KAMADA Ken'ichi wrote:
At Wed, 7 Sep 2005 15:08:29 -0400,
Ken Raeburn <raeburn@xxxxxxx> wrote:
Relatively minor stuff:
- Section 3.6: One case that might be worth mentioning is when the
user's tickets are going to expire at the end of the "hard lifetime
by time" of the SA. In that case, unless there's some other reason
(lifetime by byte count?), there's no purpose in attempting to
rekey, because the new SA will have the same expiration time. (This
sort of applies also in renewable-TGT or PKINIT or keytab cases when
the KDC isn't available to issue a new TGT, but that could be seen
as starting the rekey process and then failing.) In some
environments, it may make sense to prompt the user to re-enter their
password, but until the new tickets are actually acquired (or the
byte count gets high enough), it makes no sense to continue.
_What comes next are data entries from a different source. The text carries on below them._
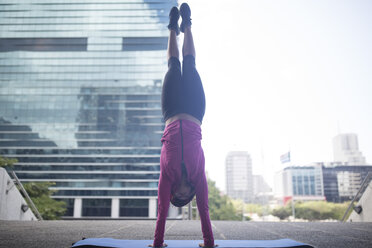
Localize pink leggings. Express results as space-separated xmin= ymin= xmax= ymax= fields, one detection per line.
xmin=153 ymin=119 xmax=214 ymax=247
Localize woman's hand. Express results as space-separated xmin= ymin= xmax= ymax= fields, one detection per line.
xmin=148 ymin=243 xmax=167 ymax=248
xmin=199 ymin=244 xmax=218 ymax=247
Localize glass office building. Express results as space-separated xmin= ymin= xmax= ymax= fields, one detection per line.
xmin=322 ymin=165 xmax=372 ymax=203
xmin=275 ymin=165 xmax=325 ymax=203
xmin=0 ymin=0 xmax=177 ymax=218
xmin=290 ymin=166 xmax=324 ymax=198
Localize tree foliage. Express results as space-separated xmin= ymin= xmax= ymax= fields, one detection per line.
xmin=295 ymin=201 xmax=348 ymax=221
xmin=245 ymin=203 xmax=270 ymax=217
xmin=0 ymin=156 xmax=17 ymax=169
xmin=272 ymin=205 xmax=292 ymax=220
xmin=207 ymin=178 xmax=242 ymax=220
xmin=23 ymin=182 xmax=67 ymax=220
xmin=271 ymin=200 xmax=349 ymax=221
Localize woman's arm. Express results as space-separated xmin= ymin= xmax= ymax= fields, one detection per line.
xmin=195 ymin=173 xmax=215 ymax=247
xmin=153 ymin=172 xmax=172 ymax=247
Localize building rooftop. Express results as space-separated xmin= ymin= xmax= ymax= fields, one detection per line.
xmin=0 ymin=220 xmax=371 ymax=248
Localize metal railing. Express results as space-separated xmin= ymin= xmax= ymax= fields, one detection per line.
xmin=181 ymin=202 xmax=198 ymax=220
xmin=11 ymin=170 xmax=43 ymax=221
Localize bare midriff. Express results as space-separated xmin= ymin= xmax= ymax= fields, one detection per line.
xmin=165 ymin=113 xmax=201 ymax=127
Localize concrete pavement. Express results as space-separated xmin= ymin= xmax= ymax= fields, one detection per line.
xmin=0 ymin=220 xmax=371 ymax=248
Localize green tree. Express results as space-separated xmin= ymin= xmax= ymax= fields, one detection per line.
xmin=23 ymin=182 xmax=67 ymax=220
xmin=271 ymin=201 xmax=349 ymax=221
xmin=244 ymin=203 xmax=270 ymax=217
xmin=272 ymin=204 xmax=292 ymax=220
xmin=231 ymin=199 xmax=254 ymax=221
xmin=295 ymin=201 xmax=348 ymax=221
xmin=0 ymin=156 xmax=17 ymax=169
xmin=207 ymin=178 xmax=242 ymax=220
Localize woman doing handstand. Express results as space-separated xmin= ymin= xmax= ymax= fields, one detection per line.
xmin=151 ymin=3 xmax=215 ymax=248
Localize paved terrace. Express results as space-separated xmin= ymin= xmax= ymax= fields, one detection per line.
xmin=0 ymin=220 xmax=371 ymax=248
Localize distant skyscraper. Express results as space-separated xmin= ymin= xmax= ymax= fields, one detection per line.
xmin=225 ymin=151 xmax=253 ymax=203
xmin=252 ymin=175 xmax=272 ymax=204
xmin=0 ymin=0 xmax=177 ymax=218
xmin=333 ymin=133 xmax=366 ymax=165
xmin=253 ymin=175 xmax=271 ymax=196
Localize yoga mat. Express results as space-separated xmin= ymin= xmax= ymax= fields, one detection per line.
xmin=71 ymin=238 xmax=313 ymax=248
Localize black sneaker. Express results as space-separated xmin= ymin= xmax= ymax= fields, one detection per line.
xmin=180 ymin=2 xmax=192 ymax=33
xmin=167 ymin=6 xmax=180 ymax=35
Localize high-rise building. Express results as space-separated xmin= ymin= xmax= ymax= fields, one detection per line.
xmin=253 ymin=175 xmax=271 ymax=196
xmin=322 ymin=164 xmax=372 ymax=202
xmin=333 ymin=133 xmax=366 ymax=165
xmin=274 ymin=165 xmax=325 ymax=204
xmin=225 ymin=151 xmax=253 ymax=203
xmin=252 ymin=175 xmax=272 ymax=204
xmin=0 ymin=0 xmax=178 ymax=218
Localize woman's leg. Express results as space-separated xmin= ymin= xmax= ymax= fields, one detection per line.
xmin=180 ymin=3 xmax=195 ymax=58
xmin=162 ymin=44 xmax=182 ymax=121
xmin=182 ymin=27 xmax=196 ymax=58
xmin=162 ymin=7 xmax=182 ymax=121
xmin=178 ymin=3 xmax=205 ymax=122
xmin=168 ymin=30 xmax=179 ymax=60
xmin=167 ymin=6 xmax=180 ymax=60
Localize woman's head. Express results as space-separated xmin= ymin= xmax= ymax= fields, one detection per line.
xmin=170 ymin=177 xmax=195 ymax=207
xmin=174 ymin=182 xmax=192 ymax=200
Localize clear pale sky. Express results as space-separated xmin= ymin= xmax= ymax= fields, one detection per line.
xmin=181 ymin=0 xmax=372 ymax=191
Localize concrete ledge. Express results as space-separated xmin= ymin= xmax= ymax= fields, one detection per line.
xmin=0 ymin=168 xmax=36 ymax=221
xmin=349 ymin=181 xmax=372 ymax=222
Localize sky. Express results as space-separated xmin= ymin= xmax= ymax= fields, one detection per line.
xmin=181 ymin=0 xmax=372 ymax=191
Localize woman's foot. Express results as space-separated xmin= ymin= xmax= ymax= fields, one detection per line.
xmin=199 ymin=244 xmax=218 ymax=248
xmin=148 ymin=243 xmax=167 ymax=248
xmin=180 ymin=2 xmax=192 ymax=33
xmin=168 ymin=7 xmax=180 ymax=35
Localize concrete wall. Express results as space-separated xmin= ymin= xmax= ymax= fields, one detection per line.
xmin=0 ymin=168 xmax=36 ymax=220
xmin=348 ymin=181 xmax=372 ymax=222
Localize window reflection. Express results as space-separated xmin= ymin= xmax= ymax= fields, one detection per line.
xmin=0 ymin=0 xmax=174 ymax=218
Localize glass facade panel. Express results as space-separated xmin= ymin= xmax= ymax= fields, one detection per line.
xmin=0 ymin=0 xmax=177 ymax=217
xmin=120 ymin=199 xmax=148 ymax=217
xmin=15 ymin=173 xmax=160 ymax=180
xmin=82 ymin=199 xmax=111 ymax=217
xmin=0 ymin=38 xmax=87 ymax=51
xmin=310 ymin=175 xmax=316 ymax=195
xmin=292 ymin=176 xmax=297 ymax=195
xmin=122 ymin=37 xmax=168 ymax=51
xmin=57 ymin=198 xmax=74 ymax=216
xmin=57 ymin=190 xmax=157 ymax=197
xmin=304 ymin=175 xmax=309 ymax=195
xmin=297 ymin=175 xmax=303 ymax=195
xmin=51 ymin=181 xmax=158 ymax=188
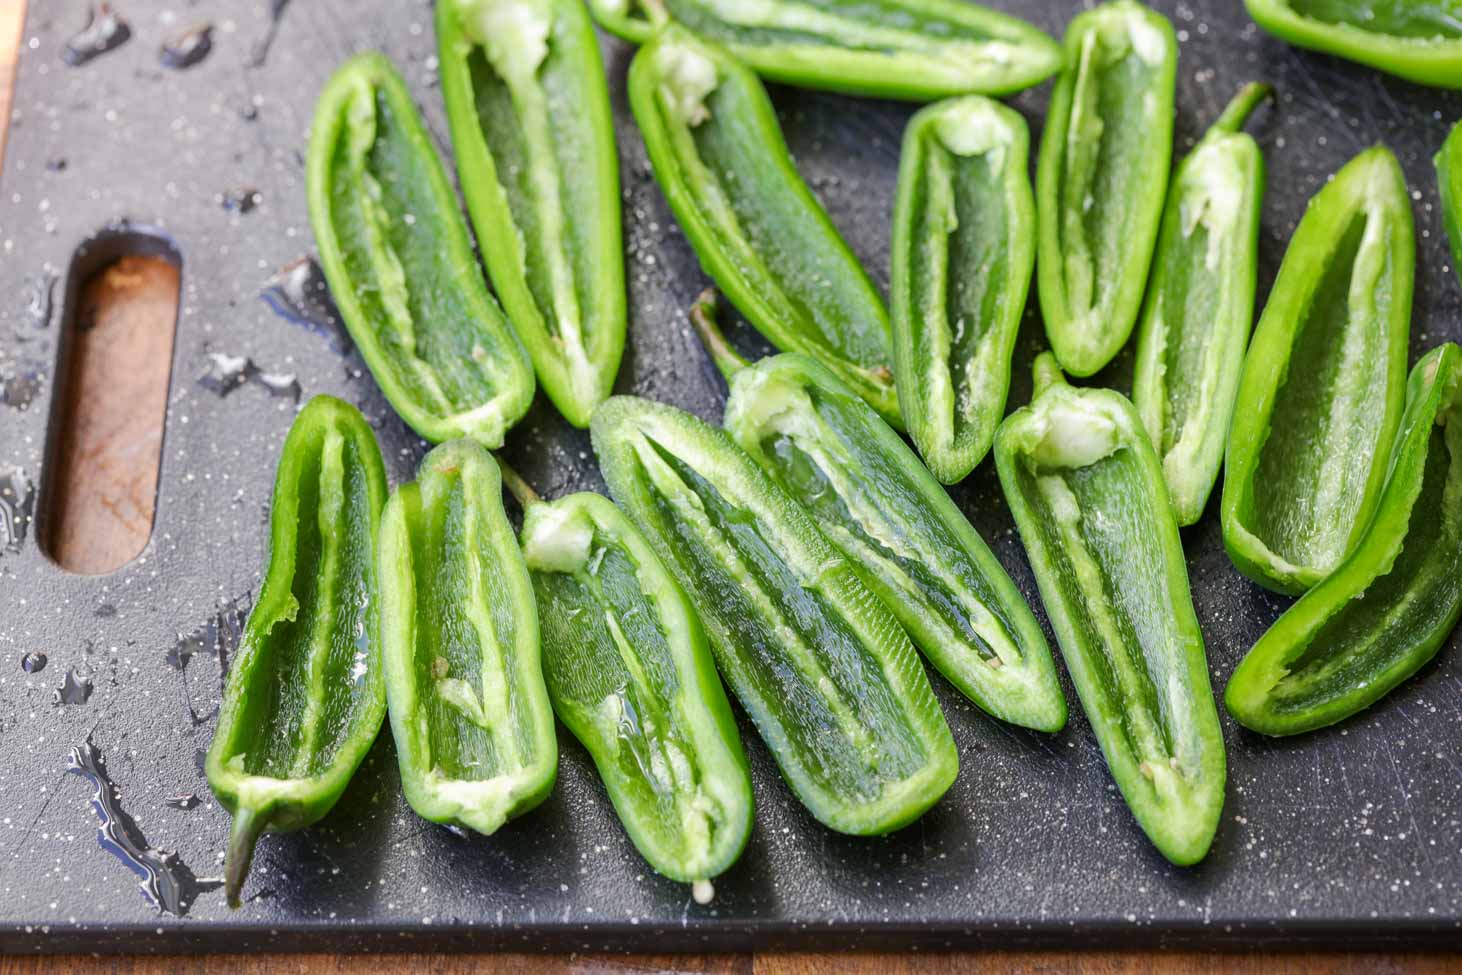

Do you assume that the SA lifetime is truncated to the ticket endtime?
Is the lifetime of application session limited to the service ticket
in usual Kerberized applications?
I.e., if I (kerberized-)telnet to a remote host with a service ticket,
what will happen when the ticket expires? Is the telnet session
disconnected?
# I can't find something on this in RFC 4120 or RFC 2942.
Sidenote: at least when Key Exchange payloads are used,
a ticket and an SA will have independent lifetimes.
I think Mr. Raeburn might point that KINK should obtain new ticket
before rekey
if the ticket is going to expire.
I accordingly thought we needed to change the 2nd paragraph in the
section 3.6 to
There are no special semantics for rekeying SAs in KINK. That is, in
order to rekey an existing SA, the initiator must CREATE a new SA
followed by either deleting the old SA with the DELETE flow or
letting it timeout (If the initiator needs a new service ticket
it should obtain it in advance). When identical flow selectors are
available on different SAs, KINK implementations SHOULD choose the SA
most
recently created. It should be noted that KINK avoids most of the
problems of [IKE] rekeying by having a reliable delete mechanism.
But, I found in the section 3
KINK uses Kerberos as the authentication mechanism, therefore a KINK
host needs to get a service ticket for each peer before actual key
negotiations. This is basically a pure Kerberos exchange and the
actual KDC traffic here is for illustrative purposes only. In
practice, when a principal obtains various tickets is a subject of
Kerberos and local policy consideration.
I think when and how getting a servcice ticket is a local matter and
it does not cause interoperability issues so that we don't need the change.